Greenville senator challenging standard for teaching evolution


Staff Writer

If there’s one dominant voice advocating for S.C. schools to teach more than Charles Darwin’s theories of evolution, it’s state Sen. Mike Fair, R-Greenville.

Fair says he plans to mount a major push during the next legislative session to win colleagues’ support for his latest idea to modify standards for teaching science, particularly in high schools.

Public school students, he said, should be told a “full range of scientific views ... exist” when it comes to explaining how fauna, flora and man came to inhabit the earth.

Fair is lead sponsor of a bill filled June 1, a day before the Legislature adjourned, that puts the issue in play when lawmakers return to work in January.

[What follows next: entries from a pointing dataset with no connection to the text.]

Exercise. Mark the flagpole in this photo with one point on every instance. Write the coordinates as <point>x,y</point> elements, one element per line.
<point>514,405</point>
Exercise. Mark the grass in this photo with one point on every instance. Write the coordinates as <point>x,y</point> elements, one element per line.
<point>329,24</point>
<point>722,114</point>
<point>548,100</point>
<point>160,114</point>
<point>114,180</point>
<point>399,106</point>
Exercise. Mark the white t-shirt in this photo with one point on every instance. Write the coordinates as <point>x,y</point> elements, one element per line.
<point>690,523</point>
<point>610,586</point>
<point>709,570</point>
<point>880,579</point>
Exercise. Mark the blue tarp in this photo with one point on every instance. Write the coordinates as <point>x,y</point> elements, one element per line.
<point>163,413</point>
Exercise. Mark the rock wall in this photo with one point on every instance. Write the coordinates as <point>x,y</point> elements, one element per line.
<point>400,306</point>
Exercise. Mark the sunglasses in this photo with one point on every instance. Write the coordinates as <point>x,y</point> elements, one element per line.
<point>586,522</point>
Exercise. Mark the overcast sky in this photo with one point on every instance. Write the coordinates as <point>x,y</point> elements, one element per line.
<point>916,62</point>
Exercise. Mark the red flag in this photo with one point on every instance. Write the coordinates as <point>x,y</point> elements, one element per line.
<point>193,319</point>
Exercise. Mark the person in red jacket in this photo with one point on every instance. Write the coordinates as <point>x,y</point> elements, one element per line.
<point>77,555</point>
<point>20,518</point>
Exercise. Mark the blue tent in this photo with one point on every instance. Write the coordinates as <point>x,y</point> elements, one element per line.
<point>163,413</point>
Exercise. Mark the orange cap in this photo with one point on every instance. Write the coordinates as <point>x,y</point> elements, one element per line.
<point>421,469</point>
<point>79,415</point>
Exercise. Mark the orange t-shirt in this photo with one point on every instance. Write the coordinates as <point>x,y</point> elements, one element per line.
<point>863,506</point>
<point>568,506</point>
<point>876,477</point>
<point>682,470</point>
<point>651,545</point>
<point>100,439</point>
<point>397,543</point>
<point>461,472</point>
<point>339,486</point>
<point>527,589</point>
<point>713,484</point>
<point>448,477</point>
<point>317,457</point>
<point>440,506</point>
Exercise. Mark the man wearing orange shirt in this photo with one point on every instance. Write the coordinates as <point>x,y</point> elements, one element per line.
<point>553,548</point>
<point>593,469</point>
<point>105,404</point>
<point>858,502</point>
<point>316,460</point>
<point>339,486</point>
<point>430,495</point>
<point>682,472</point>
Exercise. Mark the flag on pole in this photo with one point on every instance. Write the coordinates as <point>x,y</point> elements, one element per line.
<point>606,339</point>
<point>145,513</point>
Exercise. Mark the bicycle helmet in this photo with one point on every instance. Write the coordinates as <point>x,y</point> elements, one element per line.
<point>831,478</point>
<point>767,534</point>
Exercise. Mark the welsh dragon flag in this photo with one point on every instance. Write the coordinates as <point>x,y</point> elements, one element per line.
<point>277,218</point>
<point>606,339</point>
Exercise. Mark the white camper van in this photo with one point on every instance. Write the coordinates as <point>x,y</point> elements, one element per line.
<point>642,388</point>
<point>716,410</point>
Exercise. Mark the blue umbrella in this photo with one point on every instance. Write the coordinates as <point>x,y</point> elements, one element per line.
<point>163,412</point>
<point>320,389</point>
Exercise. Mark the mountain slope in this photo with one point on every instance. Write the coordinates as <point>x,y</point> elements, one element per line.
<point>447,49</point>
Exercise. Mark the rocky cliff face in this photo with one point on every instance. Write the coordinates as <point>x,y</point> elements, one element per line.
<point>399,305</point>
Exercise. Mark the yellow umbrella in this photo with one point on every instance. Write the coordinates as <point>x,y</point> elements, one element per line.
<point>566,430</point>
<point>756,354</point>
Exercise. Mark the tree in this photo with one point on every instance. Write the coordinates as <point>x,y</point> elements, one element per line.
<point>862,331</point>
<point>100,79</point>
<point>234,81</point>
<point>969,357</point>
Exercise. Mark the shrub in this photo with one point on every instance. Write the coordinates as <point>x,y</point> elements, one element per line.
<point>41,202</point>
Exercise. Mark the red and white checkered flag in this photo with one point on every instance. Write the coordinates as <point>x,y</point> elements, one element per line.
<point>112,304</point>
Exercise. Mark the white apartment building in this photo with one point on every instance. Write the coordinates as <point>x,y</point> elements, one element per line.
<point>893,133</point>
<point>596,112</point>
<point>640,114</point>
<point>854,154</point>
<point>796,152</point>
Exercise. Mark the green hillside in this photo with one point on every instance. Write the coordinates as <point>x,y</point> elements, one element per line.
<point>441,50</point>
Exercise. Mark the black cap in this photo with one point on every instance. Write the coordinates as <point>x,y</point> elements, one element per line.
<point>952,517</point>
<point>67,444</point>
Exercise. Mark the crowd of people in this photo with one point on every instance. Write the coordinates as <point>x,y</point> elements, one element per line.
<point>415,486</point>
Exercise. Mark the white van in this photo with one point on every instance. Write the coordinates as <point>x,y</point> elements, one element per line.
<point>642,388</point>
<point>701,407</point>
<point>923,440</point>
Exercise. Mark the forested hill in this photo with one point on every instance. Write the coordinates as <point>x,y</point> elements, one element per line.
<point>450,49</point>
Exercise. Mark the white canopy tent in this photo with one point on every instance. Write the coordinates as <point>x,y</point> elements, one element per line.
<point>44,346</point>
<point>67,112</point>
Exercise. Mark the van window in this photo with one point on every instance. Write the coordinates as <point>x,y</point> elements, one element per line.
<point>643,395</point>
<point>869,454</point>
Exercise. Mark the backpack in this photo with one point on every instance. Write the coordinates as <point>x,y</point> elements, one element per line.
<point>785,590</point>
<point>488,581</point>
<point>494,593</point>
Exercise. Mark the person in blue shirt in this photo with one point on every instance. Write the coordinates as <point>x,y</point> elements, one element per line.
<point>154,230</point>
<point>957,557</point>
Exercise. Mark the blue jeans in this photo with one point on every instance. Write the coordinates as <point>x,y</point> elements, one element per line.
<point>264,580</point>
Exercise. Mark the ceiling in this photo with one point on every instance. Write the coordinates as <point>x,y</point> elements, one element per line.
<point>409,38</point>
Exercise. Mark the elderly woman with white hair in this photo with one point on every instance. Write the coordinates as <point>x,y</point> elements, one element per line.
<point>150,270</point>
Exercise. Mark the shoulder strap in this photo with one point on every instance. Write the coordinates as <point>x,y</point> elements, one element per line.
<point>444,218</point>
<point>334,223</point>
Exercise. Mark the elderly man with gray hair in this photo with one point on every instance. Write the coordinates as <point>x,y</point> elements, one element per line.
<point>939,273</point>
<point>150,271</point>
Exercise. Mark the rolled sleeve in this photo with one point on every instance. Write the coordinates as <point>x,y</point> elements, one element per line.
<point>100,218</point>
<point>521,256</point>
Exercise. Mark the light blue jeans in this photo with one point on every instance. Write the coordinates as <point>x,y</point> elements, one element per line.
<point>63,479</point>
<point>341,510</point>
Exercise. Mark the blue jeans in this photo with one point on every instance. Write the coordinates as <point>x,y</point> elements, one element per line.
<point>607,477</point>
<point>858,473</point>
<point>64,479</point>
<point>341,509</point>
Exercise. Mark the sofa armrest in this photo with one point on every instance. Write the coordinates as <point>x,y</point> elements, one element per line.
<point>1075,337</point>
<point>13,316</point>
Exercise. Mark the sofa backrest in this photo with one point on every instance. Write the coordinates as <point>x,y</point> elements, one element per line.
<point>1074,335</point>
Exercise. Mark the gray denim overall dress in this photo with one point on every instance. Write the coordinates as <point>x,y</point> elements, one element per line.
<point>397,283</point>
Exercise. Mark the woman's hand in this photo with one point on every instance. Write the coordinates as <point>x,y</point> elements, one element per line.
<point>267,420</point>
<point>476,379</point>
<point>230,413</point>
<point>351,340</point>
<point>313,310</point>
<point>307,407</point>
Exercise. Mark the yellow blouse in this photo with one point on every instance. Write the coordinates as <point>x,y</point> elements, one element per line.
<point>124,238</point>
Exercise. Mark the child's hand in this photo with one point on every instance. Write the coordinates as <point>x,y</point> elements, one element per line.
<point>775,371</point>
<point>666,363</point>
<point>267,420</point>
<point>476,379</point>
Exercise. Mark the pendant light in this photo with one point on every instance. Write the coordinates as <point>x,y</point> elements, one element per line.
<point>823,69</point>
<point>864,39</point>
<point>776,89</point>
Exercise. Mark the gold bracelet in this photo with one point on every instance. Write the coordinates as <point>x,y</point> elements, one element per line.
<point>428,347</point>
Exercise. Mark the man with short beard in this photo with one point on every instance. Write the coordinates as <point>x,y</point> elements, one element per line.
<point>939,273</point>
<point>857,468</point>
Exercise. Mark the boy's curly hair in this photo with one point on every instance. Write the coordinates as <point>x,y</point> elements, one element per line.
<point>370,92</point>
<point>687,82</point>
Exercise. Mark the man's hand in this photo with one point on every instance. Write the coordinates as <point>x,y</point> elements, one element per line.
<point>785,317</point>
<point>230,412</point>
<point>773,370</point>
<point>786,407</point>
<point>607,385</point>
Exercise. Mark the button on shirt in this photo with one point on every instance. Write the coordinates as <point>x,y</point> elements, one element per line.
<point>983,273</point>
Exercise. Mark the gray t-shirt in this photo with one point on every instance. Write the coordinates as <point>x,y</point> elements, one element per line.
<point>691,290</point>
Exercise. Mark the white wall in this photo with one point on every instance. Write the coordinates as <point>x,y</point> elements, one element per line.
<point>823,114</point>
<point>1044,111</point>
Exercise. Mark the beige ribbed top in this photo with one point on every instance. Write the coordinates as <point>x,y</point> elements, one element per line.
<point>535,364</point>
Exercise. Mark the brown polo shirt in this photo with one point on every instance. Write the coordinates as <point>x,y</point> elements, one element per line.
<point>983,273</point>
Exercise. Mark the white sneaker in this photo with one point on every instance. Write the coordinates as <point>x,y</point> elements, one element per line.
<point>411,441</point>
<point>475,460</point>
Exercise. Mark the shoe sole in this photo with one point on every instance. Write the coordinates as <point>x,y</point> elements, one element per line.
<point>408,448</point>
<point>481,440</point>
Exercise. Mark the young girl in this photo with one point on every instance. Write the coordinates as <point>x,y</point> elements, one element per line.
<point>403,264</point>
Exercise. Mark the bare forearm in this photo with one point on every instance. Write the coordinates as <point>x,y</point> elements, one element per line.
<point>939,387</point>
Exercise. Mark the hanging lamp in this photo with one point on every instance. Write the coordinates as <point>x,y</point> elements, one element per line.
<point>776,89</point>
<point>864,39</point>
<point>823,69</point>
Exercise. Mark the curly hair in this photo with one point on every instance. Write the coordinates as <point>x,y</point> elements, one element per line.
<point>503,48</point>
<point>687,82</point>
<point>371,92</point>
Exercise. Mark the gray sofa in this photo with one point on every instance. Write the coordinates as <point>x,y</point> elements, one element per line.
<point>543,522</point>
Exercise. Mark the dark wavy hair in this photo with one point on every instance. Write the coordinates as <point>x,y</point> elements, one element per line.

Earlier in the just-completed session, legislators rejected a similar initiative calling for the state Education Department to modify science instruction policies involving evolution.

The state’s current science standards, adopted in 2000, include guidelines for teaching “diversity and adaptations of organisms” in middle school and “biological evolution” in high school.

“Species evolve over time,” the high school standards say, and “natural selection and its evolutionary consequences provide a scientific explanation” for “ancient life forms” as well as current “living organisms.”

Nowhere do those standards suggest or encourage science teachers to broach alternative theories, including that a supreme being is responsible for creating mankind.

Fair acknowledges his critics — and they are legion — “will say all this is a thinly veiled attempt to mandate that creationism must be taught.”

He rejects that as too narrow an interpretation of his intentions.

“We must have our eyes wide open on these issues,” Fair said. “What I’m saying is let’s give the whole story. Let the kids make up their own minds. Don’t be afraid of the truth.”

The Rev. Baxter Wynn of Greenville’s First Baptist Church wrote in a column published March 10 by the Greenville News that “striving to live the Christian way of life has absolutely nothing to do with one’s view of evolution. It is not necessary to choose between Christianity and evolution — they are not mutually exclusive.”

He cited the National Academy of Sciences, which maintains studying life on this planet and the cosmos remains a focus of ongoing scientific investigation.

Fair asserted that “religious people aren’t afraid of what science can prove” and that educators, in turn, “should not be afraid to tell students about the weaknesses of the theory of molecules-to-man evolution.”